A new 202-bed patient tower at the Winfield, Ill. hospital opened last summer to replace general medical service beds in CDH’s original facility, built in the 1970s.
The five-story concrete and curtain wall pavilion comprises 280,000 square feet and now serves as the new public entrance to the hospital.
The facility features all private rooms, in contrast to the double-occupancy rooms previously offered at CDH. The pavilion also houses support space, an auditorium, a physician’s lounge, a medical library, administrative offices and material storage.
In addition to the bed tower, CDH built a 360-space parking structure to replace spaces lost to accommodate the new building and relocated its helicopter pad.
The hospital was fully functional during the $235 million capital construction project.
The project team included owner representative Graham Harwood, principal and director of service delivery at Owner Services Group, Architect Daniel White of RTKL Associates and Larry Bell, CDH’s vice president of construction.
Pepper Construction Group of Chicago built the bed tower and Appleton, Wis.-based Boldt Construction built the parking structure.
The bed pavilion was built to meet LEED Silver certification, using local suppliers and materials and high-efficiency HVAC systems, and lighting controls.
Although CDH has always had excellent patient satisfaction reviews, the figures have increased even more since the new facility debuted, says Harwood. The new rooms are all single-occupancy and feature special touches such as digital wall clocks that also display room temperature.
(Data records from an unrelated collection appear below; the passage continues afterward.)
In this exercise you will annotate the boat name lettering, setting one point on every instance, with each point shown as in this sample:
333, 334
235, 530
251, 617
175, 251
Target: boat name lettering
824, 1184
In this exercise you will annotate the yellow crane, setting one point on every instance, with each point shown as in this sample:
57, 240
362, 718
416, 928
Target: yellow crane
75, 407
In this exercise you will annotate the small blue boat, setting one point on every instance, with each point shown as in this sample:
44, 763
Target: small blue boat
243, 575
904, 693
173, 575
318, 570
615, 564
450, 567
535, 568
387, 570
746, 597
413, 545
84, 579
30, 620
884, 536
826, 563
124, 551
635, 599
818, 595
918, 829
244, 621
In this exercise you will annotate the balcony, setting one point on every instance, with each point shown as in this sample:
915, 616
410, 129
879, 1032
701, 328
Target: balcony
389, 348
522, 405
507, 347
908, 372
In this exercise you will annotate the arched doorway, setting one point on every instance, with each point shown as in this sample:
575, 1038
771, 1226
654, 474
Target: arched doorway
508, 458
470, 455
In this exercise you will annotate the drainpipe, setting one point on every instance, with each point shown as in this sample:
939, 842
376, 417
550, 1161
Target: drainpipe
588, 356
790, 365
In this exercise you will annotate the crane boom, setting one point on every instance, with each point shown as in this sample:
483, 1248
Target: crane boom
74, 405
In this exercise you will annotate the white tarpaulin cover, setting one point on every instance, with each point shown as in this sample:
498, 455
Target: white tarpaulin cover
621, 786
Upgraded bedside remote controls allow patients to operate automatic shades or drapes and control room lighting. Private nursing desk areas allow nurses to see into patient rooms while maintaining patient privacy and HIPPA regulations through the use of piezometric glass.
The hospital, which first opened in 1964, employs a staff of more than 900 physicians and houses a total of 313 beds including intensive care, psychiatric, pediatric and maternity units.
Controlling the Bids
The CDH project worked well with a lump-sum bid approach because of the nature of the market and the fact that contractors were hungry for work to fill their order books, Harwood said.
The best control options for a client are often achieved by combining traditional approaches with project management best practices, says Harwood, who wrote about the project in “Meeting Hospital Goals Starts at Planning,” an article in the December 2011 issue of Chicago Hospital and Healthcare Report. It is best to weigh cost control options at the project launch phase, he says.
“It wasn’t just a lump-sum bid to anybody, though,” he said. “A key part of it was prequalification of the general contractors, making sure that we got the most suitable contractor to do the appropriate work.”
General contractors and their staff were reviewed and interviewed before they could submit bids, and separate contractors bid on the parking garage and the bed tower because of the different expertise required for the two projects.
“We controlled the bidding environment,” he said. “We found the companies that were appropriate to do it and then made sure that the staff they would have on the job were the most suitable staff to do the job. So when we bid the project on a lump-sum bid, we had a limited number of bidders —maybe five — and we were confident that any one of them could do the project.”